As you know, I love anything food-related. I also used to be a ravenous reader of real paper books; blogging has kind of killed that but it is something I really want to get back into.
There is nothing like unplugging with a book, and I couldn’t wait to get on the plane back to Boston to do just that. Several hours later, home and in my own bed, I finished it. I couldn’t go to bed without doing so.
The Kitchen Daughter is one of those books that completely draws you in and leaves you wanting more.
A little about the storyline. . .
After the unexpected death of her parents, painfully shy and sheltered 26-year-old Ginny Selvaggio seeks comfort in cooking from family recipes. But the rich, peppery scent of her Nonna’s soup draws an unexpected visitor into the kitchen: the ghost of Nonna herself, dead for twenty years, who appears with a cryptic warning (“do no let her…”) before vanishing like steam from a cooling dish.
The main character, Ginny, is complex and sometimes difficult to understand.

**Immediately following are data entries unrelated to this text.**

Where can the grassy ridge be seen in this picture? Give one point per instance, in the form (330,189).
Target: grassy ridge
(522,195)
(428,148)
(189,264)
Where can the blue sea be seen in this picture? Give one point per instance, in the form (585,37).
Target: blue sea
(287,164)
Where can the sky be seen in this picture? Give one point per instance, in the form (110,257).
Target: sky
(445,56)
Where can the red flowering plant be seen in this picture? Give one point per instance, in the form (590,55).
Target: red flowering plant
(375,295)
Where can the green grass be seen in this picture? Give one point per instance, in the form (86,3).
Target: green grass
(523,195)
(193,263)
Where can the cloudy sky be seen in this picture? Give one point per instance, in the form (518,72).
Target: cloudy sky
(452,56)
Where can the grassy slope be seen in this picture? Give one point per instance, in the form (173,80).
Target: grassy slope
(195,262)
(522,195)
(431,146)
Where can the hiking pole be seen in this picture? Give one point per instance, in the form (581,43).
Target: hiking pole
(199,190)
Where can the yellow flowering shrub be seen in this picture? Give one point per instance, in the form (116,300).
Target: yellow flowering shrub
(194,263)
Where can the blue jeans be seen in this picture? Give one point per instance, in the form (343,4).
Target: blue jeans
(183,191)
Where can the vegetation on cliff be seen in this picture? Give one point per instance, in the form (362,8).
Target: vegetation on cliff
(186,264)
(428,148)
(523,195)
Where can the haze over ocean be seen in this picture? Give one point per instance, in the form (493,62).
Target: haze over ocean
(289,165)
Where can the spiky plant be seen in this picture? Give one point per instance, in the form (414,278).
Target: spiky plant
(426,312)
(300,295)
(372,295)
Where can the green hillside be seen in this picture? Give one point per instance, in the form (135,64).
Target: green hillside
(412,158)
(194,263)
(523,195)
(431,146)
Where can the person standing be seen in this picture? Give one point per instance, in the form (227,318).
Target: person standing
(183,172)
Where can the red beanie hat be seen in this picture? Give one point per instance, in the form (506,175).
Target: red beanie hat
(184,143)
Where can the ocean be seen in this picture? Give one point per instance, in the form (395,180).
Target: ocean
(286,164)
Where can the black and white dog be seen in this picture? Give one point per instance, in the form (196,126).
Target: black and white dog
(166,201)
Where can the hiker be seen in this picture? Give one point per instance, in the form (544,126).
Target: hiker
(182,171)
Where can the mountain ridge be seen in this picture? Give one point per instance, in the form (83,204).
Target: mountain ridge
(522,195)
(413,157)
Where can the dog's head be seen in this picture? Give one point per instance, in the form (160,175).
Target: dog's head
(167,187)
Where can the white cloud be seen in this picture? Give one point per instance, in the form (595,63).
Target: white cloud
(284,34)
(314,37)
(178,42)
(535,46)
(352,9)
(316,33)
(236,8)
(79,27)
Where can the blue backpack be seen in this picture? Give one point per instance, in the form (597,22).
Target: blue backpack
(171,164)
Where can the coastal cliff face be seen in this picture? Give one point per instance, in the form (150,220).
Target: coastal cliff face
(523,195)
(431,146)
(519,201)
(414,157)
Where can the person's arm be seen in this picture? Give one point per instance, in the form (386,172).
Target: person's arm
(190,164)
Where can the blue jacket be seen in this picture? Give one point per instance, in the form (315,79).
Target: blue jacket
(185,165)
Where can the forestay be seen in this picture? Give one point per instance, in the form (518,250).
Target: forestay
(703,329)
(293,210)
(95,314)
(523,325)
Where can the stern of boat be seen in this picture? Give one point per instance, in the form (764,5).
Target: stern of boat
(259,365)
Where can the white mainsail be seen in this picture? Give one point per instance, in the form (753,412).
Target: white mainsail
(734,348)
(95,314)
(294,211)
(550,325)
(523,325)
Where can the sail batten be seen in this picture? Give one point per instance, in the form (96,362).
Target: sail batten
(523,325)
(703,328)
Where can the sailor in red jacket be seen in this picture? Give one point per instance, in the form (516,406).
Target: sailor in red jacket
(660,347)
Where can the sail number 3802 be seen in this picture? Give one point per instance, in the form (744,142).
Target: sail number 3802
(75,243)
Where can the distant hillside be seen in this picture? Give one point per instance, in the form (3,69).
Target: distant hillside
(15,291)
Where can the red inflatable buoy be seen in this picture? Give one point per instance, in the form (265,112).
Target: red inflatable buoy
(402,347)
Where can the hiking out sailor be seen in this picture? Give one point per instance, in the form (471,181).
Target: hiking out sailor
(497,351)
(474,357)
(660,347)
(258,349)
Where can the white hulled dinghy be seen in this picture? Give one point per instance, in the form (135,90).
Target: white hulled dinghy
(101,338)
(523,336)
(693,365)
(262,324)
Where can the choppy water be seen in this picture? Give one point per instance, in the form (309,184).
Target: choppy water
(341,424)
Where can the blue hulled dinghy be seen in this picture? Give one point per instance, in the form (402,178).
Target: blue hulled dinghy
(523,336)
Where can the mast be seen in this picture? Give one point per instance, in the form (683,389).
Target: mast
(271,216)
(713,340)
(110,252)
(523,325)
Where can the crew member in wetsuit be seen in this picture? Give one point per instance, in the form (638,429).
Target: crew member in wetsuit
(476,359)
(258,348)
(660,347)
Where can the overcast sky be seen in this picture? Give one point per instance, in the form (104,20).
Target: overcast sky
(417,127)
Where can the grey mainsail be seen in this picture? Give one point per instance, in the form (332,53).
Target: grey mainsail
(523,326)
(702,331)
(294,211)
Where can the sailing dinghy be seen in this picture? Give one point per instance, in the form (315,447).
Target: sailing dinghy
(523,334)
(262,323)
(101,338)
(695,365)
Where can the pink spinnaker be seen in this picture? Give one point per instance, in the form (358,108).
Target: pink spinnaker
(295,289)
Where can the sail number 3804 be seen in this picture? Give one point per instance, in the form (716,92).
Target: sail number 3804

There were times throughout the book where I felt frustrated for her and other times where I was frustrated at her. Through Ginny we learn about the other characters; the book does a really good job of letting the reader into their lives as well.
The use of the English language when it comes to food and cooking in this book is just exquisite. McHenry uses such descriptive language, and as certain recipes are paramount to the story, starts many chapters with a recipe. I could smell Nonna’s soup and taste the spice of the hot chocolate.
I really enjoyed being part of Ginny’s world for a brief period of time, watching her learn about that world and about herself as she took refuge in the safety of her kitchen.
The Kitchen Daughter is a quick read to be savored in a few bites, or as I did, in one long sitting. It has depth and sadness but is also light enough to be a beach read.
Have you read any good books lately and/or do you have any favorite fiction books that also involve food for me to read?